I felt like a 17-year-old Romeo who was newly head over heels in love, but with my own wife. I also felt like a veil was removed from my eyes and I could see her much more clearly as a confident, intelligent, and very sexy woman who I was lucky to be married to. [from “Wife’s Romeo”]
“Many men only dream of being in deeply romantic relationships, instead sitting at home alone, night after night. You have the opportunity to please a goddess that most men would die for. Make the most of it!”
I looked at this wonderful woman and I thought about just how lucky I am. And I could feel the love I have for her welling up inside me as I gazed at her face. And the longer I was like this, the more entranced I felt. She was so beautiful, and I was so fortunate.”[from Enoch]
“My eyes and mind never wander from my wife. All my attention and energy are spent on pleasuring her. I am aware of people saying how lucky she is to have a young devoted husband but the truth is that I am the lucky one. She has given me experiences that I can only dream of. She has made me a real man.” [from another letter to Elise Sutton}.
“The key to a man’s happiness is to realize how lucky you are to share this planet with such wonderful beings as Women. To be a servant to your Wife is not degrading : on the contrary, it is an honour for males to serve their Superiors, it is assuming their right place and duty in the order of the universe.”
“I figured i better get busy and be more attentive and romantic--just call Her at least once a day and tell Her how much i love Her and how important to me She is and how lucky i am to be Hers and how happy i am to belong to Her.
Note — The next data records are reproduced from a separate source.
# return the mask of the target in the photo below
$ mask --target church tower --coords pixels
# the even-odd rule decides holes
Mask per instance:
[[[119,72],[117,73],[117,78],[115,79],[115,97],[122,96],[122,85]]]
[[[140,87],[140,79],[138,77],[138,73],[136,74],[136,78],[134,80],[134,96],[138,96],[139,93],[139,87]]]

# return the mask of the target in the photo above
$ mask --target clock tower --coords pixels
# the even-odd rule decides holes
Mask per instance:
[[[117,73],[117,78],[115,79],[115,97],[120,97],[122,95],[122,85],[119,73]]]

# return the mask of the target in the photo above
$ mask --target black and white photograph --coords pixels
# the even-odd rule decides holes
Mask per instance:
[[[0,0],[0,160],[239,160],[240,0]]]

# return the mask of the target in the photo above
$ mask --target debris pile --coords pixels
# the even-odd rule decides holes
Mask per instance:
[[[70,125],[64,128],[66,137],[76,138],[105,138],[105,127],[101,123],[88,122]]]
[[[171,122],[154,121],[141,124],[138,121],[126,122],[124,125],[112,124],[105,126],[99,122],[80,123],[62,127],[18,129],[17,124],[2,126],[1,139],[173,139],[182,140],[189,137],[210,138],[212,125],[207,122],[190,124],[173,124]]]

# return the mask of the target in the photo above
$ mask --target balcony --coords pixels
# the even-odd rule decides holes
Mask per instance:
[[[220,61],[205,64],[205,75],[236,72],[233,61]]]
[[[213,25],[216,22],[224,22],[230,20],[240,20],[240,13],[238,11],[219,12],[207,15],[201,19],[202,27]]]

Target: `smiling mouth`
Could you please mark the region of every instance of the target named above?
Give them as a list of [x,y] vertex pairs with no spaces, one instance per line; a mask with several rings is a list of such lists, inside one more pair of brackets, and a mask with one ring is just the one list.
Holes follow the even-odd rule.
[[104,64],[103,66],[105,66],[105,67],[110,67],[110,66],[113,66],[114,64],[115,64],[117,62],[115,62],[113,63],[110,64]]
And to take the time to be genuinely happy and devoted to giving Her my full attention when She comes in the house, or any time we haven't seen each other for awhile.” [from Semanticus]
I suppose some wives could OD on all this sugary speech and assign hubby corner time to cool off. But a lot of wives manage somehow to adjust to the daily burden of apotheosis, and some even get to like it a lot:
“My husband constantly tells me how beautiful I am and how lucky he is - and he's right! He too is much happier and is often humming or singing around the house now. He has become my knight in shining armor as I have become his glorious Queen.”